Unusual Items: 1915 50C Pan-Pac Half Dollar in Gold
1915 50C Panama-Pacific Half Dollar, Judd-1960 (previously Judd-1793), Pollock-2031, R.8, PR64 NGC. Die trial issue of the 1915 Panama-Pacific half before the S mintmark was added. Struck in gold with a reeded edge. This remarkable coin is one of only two pieces known and its illustrious pedigree goes back as far as Virgil Brand.
The story of this coin is best related in the Pollock reference. Pollock had carefully examined the #1 specimen, the Farouk-Norweb coin, but the same history and mysterious circumstances apply to this piece: “…planchet file marks and traces of an undertype, indicating that the half dollar dies were impressed on a cut-down $20 gold coin, which had been filed to remove high-relief details.
This piece is remarkably thick: 2.4 mm at the edge versus 2.1 mm for a regular-issue Panama-Pacific half dollar.
“The characteristics of the coin suggest that it was made clandestinely. Since the piece is overstruck instead of being made using a new planchet of normal thickness, it can be inferred that there was a desire on the part of the manufacturer that no mention of the piece be made in the bullion account books, and thus if may have been produced secretly at the Mint in the same manner as the 1913 Liberty nickel or the Class III 1804 dollar. The only other known example of the variety, listed as No. 2 in our census (this piece), is reportedly also struck over a cut down $20 gold piece.”
Close examination shows fine file marks that presumably would have effaced the design of the double eagle. However, a small remnant of the undertype survives on the reverse with a faint trace of what appears to be an O and a period to its left, located between the H in HALF and U of UNITED.
Ex: Virgil Brand; B.G. Johnson; Celina Coin Co.; A. Friedman; 1979 ANA Sale (New England, 7/79), lot 1365, where it realized an amazing $27,000.
From The Sound Beach Collection. (#62267)

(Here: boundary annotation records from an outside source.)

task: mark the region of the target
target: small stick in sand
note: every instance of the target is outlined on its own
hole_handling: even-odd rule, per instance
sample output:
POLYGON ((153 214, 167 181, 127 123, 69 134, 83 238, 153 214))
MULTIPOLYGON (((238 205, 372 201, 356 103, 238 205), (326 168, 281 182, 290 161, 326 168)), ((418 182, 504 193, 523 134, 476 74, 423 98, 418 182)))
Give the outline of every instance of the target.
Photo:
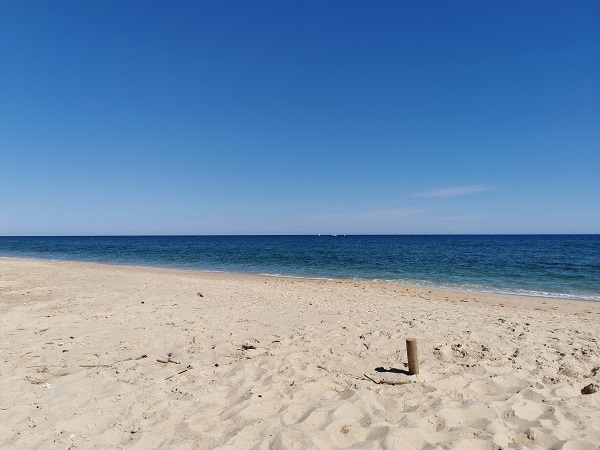
POLYGON ((191 368, 192 368, 192 366, 187 366, 181 370, 178 370, 177 372, 173 372, 168 377, 165 377, 165 380, 168 380, 169 378, 173 378, 175 375, 179 375, 180 373, 186 372, 186 371, 190 370, 191 368))
POLYGON ((419 373, 419 358, 417 356, 417 340, 414 338, 406 340, 406 356, 408 357, 408 373, 417 375, 419 373))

Sold in the Heritage 2003 November Signature Sale #334 Lot 11252 for $165,000

Editors Note: Every now and then we come across a numismatic items that we might have heard about but never seen, or in some instances had no knowledge of at all. This of course may be more of a function of our limited expertise than the fact that the item(s) is truly unique. So at the risk of being called a “dumb ass” (not the first time), we are going to create a new News category called “Unusual Items“. This will be an eclectic collection of the not-so-common items we stumble across during our daily search for worthwhile news and articles, and we hope that you will find this as informative and entertaining as we do.
There are two examples known, but the second is very different from this piece. The other contains both obverses and six different reverses. That piece is permanently impounded in the Smithsonian.